Especialista explica como as mudanças podem afetar a tributação dos aluguéis e quais decisões precisam ser avaliadas desde agora.
A Reforma Tributária em andamento no Brasil deve mudar a rotina de quem aluga imóveis de forma mais direta do que muitos proprietários imaginam. As novas regras envolvem exigências como emissão de documento fiscal e possível recolhimento da CBS (Contribuição sobre Bens e Serviços) e do IBS (Imposto sobre Bens e Serviços) em determinadas situações, o que já tem levado locadores a reavaliar contratos, estrutura de atuação e planejamento patrimonial.
Pela Lei Complementar 214/2025, a condição de contribuinte da CBS e do IBS, no caso da locação de imóveis, alcança o locador (pessoa física) que, ao mesmo tempo, tenha mais de três imóveis locados e receba mais de R$ 240 mil por ano com aluguéis de longo prazo, considerados aqueles com prazo superior a 90 dias.
À primeira vista, a mudança pode parecer apenas mais uma fonte de custo e burocracia.

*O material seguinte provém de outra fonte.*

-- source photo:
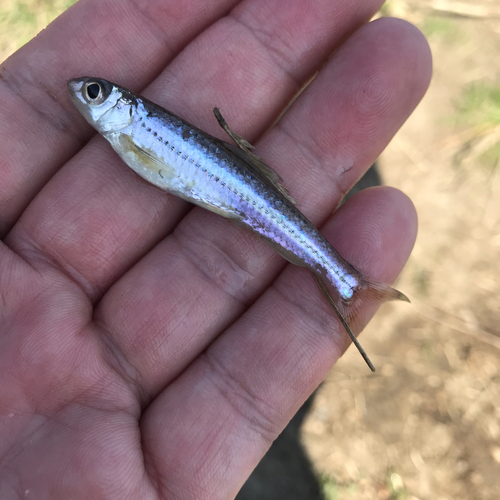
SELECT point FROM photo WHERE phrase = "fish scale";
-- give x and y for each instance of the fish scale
(226, 179)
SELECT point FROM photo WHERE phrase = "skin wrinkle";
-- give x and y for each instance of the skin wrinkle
(235, 392)
(287, 68)
(118, 362)
(63, 124)
(311, 150)
(207, 271)
(290, 359)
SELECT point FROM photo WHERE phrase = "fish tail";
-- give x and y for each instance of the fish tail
(349, 312)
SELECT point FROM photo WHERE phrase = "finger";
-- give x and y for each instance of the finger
(215, 270)
(105, 217)
(233, 401)
(117, 39)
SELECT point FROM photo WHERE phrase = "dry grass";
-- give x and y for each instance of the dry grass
(427, 425)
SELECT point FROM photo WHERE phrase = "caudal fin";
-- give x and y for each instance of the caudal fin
(348, 312)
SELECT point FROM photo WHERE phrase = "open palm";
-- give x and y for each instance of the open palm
(151, 350)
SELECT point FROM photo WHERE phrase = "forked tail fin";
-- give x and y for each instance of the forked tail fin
(370, 289)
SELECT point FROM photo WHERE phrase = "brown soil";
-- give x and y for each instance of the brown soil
(427, 424)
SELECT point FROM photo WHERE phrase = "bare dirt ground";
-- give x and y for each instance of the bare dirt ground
(427, 424)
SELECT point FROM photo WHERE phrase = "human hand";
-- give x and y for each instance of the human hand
(154, 350)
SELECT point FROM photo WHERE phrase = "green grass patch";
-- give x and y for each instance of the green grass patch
(479, 105)
(442, 28)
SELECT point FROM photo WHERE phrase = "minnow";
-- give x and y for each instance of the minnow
(226, 179)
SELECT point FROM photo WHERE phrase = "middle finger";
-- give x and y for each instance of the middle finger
(250, 63)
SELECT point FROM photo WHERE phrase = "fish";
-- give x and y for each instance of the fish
(227, 179)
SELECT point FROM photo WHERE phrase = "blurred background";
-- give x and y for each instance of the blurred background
(427, 424)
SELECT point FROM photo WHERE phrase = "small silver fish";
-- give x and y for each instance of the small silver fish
(226, 179)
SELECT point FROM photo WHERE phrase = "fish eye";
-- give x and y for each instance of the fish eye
(93, 90)
(93, 93)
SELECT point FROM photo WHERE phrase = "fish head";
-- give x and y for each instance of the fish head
(106, 106)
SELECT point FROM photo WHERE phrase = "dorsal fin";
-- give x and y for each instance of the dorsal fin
(255, 163)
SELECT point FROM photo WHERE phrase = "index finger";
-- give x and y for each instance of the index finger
(40, 128)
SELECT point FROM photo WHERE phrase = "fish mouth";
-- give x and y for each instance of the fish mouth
(75, 85)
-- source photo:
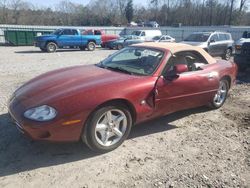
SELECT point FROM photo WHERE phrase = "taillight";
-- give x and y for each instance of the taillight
(237, 47)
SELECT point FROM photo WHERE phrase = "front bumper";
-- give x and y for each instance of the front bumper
(242, 61)
(54, 130)
(40, 44)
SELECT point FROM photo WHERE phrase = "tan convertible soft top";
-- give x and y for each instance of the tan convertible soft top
(178, 47)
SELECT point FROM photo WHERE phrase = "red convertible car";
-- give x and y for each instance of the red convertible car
(100, 103)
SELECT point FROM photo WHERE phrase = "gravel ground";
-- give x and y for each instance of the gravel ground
(192, 148)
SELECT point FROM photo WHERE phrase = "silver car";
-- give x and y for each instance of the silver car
(215, 43)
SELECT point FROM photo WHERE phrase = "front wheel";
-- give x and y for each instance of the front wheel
(43, 50)
(51, 47)
(221, 94)
(227, 54)
(108, 127)
(119, 46)
(91, 46)
(82, 48)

Mas, para a professora universitária, contadora e consultora tributária estratégica, Socorro Coelho, o momento também pode ser visto como uma oportunidade de ajuste e ganho de eficiência. “Quem se antecipa consegue avaliar melhor o impacto das novas regras, reorganizar a atividade de locação e evitar decisões apressadas quando a exigência já estiver produzindo efeitos”, explica.

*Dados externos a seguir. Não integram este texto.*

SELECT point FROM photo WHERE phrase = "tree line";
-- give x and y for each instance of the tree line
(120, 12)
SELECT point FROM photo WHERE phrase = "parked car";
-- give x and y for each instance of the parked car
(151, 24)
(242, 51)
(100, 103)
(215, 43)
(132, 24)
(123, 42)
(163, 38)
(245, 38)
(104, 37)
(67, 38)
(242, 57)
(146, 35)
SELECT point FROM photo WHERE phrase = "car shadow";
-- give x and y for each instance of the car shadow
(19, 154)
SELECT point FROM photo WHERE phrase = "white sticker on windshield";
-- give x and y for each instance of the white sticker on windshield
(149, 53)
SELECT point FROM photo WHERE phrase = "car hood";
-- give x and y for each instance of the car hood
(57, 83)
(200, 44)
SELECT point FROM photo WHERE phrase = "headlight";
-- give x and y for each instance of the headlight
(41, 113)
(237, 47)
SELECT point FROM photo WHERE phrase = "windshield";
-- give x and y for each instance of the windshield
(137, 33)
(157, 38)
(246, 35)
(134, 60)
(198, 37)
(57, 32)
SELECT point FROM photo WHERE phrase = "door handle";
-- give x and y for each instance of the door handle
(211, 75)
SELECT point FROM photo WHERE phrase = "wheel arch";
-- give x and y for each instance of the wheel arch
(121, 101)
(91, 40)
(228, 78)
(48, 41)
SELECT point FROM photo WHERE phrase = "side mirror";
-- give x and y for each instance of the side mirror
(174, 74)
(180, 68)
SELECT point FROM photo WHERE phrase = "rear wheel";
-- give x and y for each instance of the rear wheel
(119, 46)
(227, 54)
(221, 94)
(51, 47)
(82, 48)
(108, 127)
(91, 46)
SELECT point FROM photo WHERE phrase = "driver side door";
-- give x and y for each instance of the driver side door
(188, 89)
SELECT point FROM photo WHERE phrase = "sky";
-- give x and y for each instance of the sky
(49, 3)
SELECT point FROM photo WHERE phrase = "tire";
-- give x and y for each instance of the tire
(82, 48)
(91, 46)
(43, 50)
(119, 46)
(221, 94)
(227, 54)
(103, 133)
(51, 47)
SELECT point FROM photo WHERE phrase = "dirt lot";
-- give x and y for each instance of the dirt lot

Além das novas obrigações, o tema chama atenção porque toca diretamente em um dos pontos mais sensíveis da realidade urbana brasileira: o peso do aluguel no orçamento das famílias. Segundo dados divulgados pelo Ministério das Cidades, o ônus excessivo com aluguel urbano continua sendo o principal componente do déficit habitacional do país.
Nesse contexto, a especialista destaca que a legislação também traz mecanismos que podem influenciar a formação do preço e tornar a locação mais competitiva em determinados casos, especialmente quando o proprietário compreende corretamente os redutores e as possibilidades de enquadramento previstas nas novas regras. “A nova lógica não deve ser lida apenas como aumento de carga. Em muitos casos, ela exige revisão de estratégia. E revisão de estratégia pode significar pagar menos do que se pagaria sem planejamento”.
Outro ponto que ganha importância já em 2026 é a análise sobre manter a atividade de locação na pessoa física ou migrar para pessoa jurídica. Embora a resposta dependa das características de cada patrimônio e da renda obtida, essa comparação tende a se tornar mais relevante com a chegada das novas regras. “A estrutura mais vantajosa não é igual para todos. Mas adiar essa análise pode custar caro, porque as decisões tomadas agora podem influenciar a rentabilidade futura da locação”, pontua Socorro.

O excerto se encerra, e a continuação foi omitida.